While Sarr’s overall stardom is still entirely hypothetical, his defense isn’t nearly as underbaked as his offensive game. In just 27.1 minutes per game, Sarr blocks 1.6 shots, the ninth most in the league. More, he contests 8.1 shots per game (third-most in the NBA), evidencing the attitude and aptitude to challenge shooters anywhere on the court. Still, he hasn’t found ways to channel his coltish overaggression into actual elite-level defense as the Wizards are still the league’s worst defense. Nonetheless, at his best, Sarr looks like the best. There’s only a handful of centers in the world who can collapse distance and spook offenses the way Sarr can—and you can usually find them on All-Defense teams.

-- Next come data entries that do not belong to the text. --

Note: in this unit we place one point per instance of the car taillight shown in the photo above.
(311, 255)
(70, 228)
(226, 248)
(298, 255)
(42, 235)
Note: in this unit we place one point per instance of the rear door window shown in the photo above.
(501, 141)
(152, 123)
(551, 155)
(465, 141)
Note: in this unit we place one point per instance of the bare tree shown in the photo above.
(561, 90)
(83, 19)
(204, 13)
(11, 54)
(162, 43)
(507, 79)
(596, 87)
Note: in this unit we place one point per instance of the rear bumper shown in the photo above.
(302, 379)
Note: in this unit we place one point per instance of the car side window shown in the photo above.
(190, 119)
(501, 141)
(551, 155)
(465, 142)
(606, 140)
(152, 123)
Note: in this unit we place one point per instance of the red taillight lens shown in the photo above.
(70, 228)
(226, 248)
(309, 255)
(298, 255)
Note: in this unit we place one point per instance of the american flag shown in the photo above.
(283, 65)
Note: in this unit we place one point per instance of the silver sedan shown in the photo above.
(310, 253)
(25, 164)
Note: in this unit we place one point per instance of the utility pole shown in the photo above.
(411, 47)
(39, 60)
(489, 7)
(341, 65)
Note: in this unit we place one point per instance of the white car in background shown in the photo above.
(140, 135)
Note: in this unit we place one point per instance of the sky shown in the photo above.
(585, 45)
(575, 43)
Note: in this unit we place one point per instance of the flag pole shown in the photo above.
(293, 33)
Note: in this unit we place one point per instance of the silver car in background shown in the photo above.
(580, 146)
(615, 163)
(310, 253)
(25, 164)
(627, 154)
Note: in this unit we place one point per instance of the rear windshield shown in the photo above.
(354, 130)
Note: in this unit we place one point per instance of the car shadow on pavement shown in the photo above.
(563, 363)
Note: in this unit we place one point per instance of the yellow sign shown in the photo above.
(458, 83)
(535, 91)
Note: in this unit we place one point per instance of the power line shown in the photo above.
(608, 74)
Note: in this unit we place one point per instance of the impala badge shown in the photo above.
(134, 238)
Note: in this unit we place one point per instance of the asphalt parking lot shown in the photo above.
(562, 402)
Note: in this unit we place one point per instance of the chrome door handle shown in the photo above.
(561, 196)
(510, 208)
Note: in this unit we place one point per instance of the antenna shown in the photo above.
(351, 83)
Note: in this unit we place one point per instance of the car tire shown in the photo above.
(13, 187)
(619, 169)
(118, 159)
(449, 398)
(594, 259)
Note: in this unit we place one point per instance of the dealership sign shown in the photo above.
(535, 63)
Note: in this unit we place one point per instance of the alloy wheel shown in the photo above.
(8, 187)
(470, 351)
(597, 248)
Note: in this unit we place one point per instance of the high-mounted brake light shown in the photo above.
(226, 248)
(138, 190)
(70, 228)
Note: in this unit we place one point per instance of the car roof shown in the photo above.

Even if Sarr has struggled all year, he’s so gifted that even his historical unproductivity is cause for optimism: there’s a massive difference between not succeeding and being unable to succeed. Whereas another underperforming top pick like Scoot Henderson is fundamentally overwhelmed by the speed and skill of the NBA, Sarr is simply not playing well. Making just 26.5 percent of wide-open threes, he’s bricking the kind of shots that he, theoretically, should one day be able to make. In this sense, the path for Sarr to become a dangerous offensive player is one of incremental, gradual improvement. The gap between Sarr being a dreadful shooter and an above-average one is small, the equivalent of turning one or two bricks into a swish each week.
Recently, Sarr seems to have graduated to a higher level—he’s converted intriguing glimmers into good quarters into good games into good weeks. Over the last ten games, he’s averaged 15.1 points, 6.8 rebounds and 3.0 assists while shooting 45.8 percent of his three-pointers. Amid a rookie class that’s over-indexed on role-playing ham-and-eggers, Sarr offers something riskier and more exciting than the workaday competence of guys like Zach Edey or Jaylen Wells. He wants it all—the terrifying lows, the dizzying highs, the creamy middles. Goodness is the first step towards greatness.